With the stock markets in buoyant mood, the need to identify value is becoming ever great. Ben Whitmore of Jupiter Asset Management has conducted some analysis to identify just how expensive equities have become in certain regions. Interestingly he notes that the UK is trading on a ‘Graham & Dodd P/E ratio of 18.8x compared to the US’s ratio of 28.7x:
And while both the US and UK markets seem highly-valued, he identifies some sectors in the UK in which greater value could be present:
What we find especially interesting is that the UK is currently trading on a Graham & Dodd P/E ratio of 18.8x and the US market on a P/E ratio of 28.7x. These appear to be highly-valued markets right now – the US in particular has a P/E ratio well above the long-term average.

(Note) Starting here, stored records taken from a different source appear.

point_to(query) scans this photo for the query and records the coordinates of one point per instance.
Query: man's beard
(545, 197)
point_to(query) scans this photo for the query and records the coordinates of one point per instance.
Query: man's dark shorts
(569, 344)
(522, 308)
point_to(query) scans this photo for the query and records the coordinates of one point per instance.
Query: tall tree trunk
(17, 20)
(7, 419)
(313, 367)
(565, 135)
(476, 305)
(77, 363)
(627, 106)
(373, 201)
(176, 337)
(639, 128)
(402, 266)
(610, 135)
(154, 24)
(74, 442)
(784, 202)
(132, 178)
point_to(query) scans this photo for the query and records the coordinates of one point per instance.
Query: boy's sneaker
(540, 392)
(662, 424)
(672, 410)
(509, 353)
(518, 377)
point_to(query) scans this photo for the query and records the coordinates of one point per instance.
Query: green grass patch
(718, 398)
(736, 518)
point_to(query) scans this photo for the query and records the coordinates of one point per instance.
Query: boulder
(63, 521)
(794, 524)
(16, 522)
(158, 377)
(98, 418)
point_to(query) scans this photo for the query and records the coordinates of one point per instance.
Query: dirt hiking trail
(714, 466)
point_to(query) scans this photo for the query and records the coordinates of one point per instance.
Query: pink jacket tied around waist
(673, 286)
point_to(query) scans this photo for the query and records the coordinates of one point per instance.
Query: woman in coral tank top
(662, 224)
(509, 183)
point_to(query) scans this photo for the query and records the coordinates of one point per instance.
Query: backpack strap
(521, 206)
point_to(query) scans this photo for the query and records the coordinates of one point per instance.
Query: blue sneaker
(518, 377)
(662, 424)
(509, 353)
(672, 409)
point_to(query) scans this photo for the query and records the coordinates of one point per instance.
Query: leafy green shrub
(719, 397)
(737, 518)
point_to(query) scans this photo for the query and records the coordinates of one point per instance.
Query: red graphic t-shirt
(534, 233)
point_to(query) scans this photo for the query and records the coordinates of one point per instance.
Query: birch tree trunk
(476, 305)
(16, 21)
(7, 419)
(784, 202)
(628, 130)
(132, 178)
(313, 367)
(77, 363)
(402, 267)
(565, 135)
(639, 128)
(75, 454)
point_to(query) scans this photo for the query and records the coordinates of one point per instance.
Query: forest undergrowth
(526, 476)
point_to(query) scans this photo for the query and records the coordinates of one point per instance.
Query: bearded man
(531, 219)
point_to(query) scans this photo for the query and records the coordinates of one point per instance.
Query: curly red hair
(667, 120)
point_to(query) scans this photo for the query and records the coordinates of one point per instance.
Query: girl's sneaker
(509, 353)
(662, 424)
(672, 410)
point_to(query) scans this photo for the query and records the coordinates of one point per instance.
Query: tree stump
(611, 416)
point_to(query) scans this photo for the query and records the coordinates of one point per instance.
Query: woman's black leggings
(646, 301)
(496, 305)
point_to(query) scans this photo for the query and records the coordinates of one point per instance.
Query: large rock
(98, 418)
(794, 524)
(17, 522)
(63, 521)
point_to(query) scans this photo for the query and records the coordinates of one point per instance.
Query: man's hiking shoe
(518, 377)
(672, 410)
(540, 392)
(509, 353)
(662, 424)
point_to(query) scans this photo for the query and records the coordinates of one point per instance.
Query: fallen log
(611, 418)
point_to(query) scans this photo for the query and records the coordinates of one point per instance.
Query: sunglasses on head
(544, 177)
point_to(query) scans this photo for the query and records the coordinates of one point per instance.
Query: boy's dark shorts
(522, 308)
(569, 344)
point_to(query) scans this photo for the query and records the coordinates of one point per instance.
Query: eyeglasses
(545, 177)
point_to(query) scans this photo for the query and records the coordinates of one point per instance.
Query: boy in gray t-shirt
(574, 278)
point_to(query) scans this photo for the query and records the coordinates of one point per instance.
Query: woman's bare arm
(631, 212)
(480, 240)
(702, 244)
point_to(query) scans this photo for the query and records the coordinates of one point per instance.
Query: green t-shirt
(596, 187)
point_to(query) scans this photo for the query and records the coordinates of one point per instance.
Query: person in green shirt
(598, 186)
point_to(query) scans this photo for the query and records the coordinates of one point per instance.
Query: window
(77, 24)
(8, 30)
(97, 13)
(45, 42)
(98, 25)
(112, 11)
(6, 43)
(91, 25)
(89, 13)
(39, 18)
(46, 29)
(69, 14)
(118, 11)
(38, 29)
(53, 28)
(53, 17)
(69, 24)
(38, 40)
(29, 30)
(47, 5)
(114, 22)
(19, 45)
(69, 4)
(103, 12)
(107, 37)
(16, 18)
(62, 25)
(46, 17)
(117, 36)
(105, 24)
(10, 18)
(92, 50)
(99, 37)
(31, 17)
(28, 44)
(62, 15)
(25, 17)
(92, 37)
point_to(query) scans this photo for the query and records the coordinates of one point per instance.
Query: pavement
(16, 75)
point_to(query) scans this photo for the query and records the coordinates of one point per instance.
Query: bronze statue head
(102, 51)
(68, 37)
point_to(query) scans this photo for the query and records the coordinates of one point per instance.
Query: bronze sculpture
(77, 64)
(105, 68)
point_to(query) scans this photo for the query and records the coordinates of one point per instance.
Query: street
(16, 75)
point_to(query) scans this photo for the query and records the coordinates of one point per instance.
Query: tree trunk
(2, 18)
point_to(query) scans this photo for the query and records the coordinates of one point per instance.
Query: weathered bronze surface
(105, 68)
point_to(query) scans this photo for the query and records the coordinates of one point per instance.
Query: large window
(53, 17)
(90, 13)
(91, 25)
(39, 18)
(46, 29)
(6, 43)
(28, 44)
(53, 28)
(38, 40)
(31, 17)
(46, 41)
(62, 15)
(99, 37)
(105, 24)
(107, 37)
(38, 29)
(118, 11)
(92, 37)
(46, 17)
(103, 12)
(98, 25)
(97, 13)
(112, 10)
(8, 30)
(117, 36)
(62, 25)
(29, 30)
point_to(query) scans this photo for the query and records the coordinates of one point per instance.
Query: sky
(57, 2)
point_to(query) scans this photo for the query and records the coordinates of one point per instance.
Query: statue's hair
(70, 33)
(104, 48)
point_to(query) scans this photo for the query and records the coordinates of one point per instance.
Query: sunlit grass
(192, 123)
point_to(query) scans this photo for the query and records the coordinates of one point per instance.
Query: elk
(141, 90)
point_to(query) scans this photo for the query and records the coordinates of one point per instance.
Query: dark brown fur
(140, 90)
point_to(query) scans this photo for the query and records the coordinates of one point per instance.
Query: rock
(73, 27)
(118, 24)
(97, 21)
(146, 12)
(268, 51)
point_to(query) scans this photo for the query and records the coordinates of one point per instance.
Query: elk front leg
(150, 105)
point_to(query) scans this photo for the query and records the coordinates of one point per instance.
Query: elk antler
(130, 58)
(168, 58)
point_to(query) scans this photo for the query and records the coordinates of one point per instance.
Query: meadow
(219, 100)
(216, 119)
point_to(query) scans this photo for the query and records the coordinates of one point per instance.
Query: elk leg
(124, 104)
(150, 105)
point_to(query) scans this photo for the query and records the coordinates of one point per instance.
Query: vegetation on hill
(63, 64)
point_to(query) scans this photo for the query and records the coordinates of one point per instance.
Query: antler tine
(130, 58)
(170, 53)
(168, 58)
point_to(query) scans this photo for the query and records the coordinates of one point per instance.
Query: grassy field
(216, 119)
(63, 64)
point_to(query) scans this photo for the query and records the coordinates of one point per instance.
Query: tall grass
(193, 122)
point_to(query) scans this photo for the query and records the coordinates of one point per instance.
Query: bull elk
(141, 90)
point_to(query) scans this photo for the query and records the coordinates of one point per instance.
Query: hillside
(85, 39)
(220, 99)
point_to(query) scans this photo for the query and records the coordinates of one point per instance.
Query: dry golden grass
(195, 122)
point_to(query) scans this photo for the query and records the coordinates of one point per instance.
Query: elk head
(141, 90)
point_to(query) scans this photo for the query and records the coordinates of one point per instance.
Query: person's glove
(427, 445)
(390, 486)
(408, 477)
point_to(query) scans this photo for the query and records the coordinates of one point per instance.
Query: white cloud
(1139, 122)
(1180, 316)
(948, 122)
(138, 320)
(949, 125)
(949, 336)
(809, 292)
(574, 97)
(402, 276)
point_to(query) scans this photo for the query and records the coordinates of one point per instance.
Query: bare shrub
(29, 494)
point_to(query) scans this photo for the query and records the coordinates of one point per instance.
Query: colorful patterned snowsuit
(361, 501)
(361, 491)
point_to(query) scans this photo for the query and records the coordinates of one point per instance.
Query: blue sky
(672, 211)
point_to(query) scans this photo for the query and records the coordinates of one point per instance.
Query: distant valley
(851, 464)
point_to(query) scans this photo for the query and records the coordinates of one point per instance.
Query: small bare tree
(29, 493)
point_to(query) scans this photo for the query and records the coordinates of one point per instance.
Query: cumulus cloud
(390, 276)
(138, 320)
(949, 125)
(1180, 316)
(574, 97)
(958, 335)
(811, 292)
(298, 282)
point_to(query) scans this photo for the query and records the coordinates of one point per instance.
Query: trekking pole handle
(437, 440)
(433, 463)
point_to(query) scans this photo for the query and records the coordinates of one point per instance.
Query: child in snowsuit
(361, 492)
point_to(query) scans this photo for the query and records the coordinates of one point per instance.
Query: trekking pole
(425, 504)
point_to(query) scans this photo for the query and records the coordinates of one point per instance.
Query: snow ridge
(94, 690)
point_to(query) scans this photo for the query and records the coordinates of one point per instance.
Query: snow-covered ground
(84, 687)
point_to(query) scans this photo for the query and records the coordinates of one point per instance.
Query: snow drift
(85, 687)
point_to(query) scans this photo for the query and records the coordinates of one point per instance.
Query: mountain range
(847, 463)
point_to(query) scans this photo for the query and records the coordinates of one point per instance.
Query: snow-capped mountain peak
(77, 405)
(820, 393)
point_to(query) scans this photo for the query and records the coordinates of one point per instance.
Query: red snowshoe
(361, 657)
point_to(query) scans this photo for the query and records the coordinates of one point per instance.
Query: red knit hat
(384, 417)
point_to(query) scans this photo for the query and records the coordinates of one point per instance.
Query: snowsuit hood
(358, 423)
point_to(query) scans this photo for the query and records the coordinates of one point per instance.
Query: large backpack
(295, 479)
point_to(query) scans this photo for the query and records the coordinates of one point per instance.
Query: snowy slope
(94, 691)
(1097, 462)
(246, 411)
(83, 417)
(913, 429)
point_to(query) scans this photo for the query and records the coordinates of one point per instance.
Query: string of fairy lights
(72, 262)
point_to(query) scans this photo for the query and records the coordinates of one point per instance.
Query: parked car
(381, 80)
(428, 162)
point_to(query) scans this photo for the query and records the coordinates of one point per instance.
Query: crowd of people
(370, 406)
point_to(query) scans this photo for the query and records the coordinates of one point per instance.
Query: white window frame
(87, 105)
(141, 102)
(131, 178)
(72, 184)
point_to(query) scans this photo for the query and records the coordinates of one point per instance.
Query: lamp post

In the UK, the mining, banking, food retailing and energy sectors all appear particularly lowly-valued on a Graham & Dodd measure. From a portfolio construction standpoint, we do not want to have too much exposure in absolute terms to any one specific sector, and as such try to ensure we have a diversified set of positons with relatively low correlation. Therefore, while there are some lowly-valued companies to pick from in the UK, we don’t see an abundance of new names for us to consider at the moment. Currently there are only 74 companies within the FTSE 350 ex Investment Trusts Index that trade on a Graham & Dodd P/E ratio of less than 16x.
And for those looking for more details on the metric used to identify the above ratios:
In practice, the Graham & Dodd metric allows us to get an approximation of a company’s valuation across a business cycle and smooth out any inflated or deflated profits and earnings. This is achieved by looking at a company’s price-to-earnings (P/E) ratio, using the average earnings over the last 10 years.